TED-sprekers zijn geneigd retentietechnieken te selecteren die overeenstemmen met hun doel om te inspireren (een doelstelling gekenmerkt door een mix van informatieve en persuasieve elementen). Ze richten zich met name op elaboratietechnieken: van de drie typen sprekers gebruiken ze de meeste anekdotes en vragen. Daarnaast onderscheiden de TED-sprekers zich ook door hun uitvoering van de retentietechnieken; ze lijken tijd te steken in het zorgvuldig stilistisch verwoorden van pakkende zinnen.

TED-sprekers zijn anekdote-adepten. Hun voorkeur voor deze elaboratietechniek blijkt niet alleen uit het aantal anekdotes dat ze toepassen, maar ook uit het feit dat hun anekdotes vaak lang en levendig zijn, veel narratieve elementen bevatten en relevant lijken binnen de presentatie.
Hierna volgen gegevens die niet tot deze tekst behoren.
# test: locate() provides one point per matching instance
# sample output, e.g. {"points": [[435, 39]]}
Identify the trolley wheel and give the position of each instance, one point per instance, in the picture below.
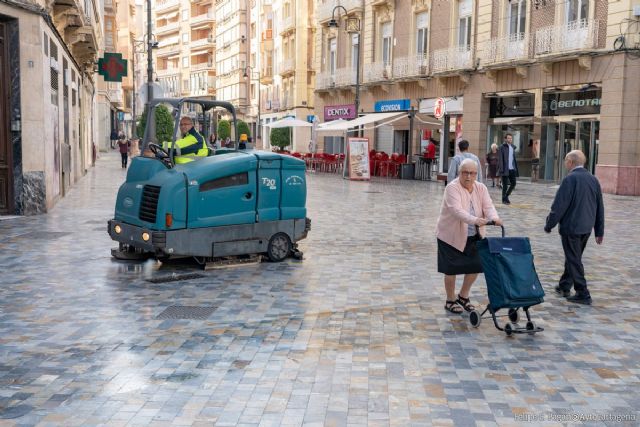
{"points": [[279, 247], [475, 318], [508, 329]]}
Verder prefereren TED-sprekers de retorische vraag, die het publiek aan het denken kan zetten. Vergeleken met onderzoekers verwijzen ze met structuurmarkeerders meestal minder letterlijk naar onderdelen van de toespraak, maar besteden ze meer aandacht aan formulering; om het slot te markeren gebruiken ze bijvoorbeeld geregeld een frase als “I want to leave you with this”.

TED-sprekers kunnen worden omschreven als professionele sprekers: de TED-talks kunnen potentieel een groot (online) publiek bereiken, waardoor de urgentie groter is om de presentatie intensief voor te bereiden. Hun doelstelling te inspireren kan een reden zijn voor de focus van TED-sprekers op narratieve technieken als de anekdote en hun gevarieerde formuleringskeuzes voor organisatietechnieken; TED-sprekers willen tot op zekere hoogte informatie overbrengen, maar de verwachting van het publiek dat het een aantrekkelijk verhaal zal horen en het belang van de gelegenheid leidt tot meer aandacht voor de verwoording.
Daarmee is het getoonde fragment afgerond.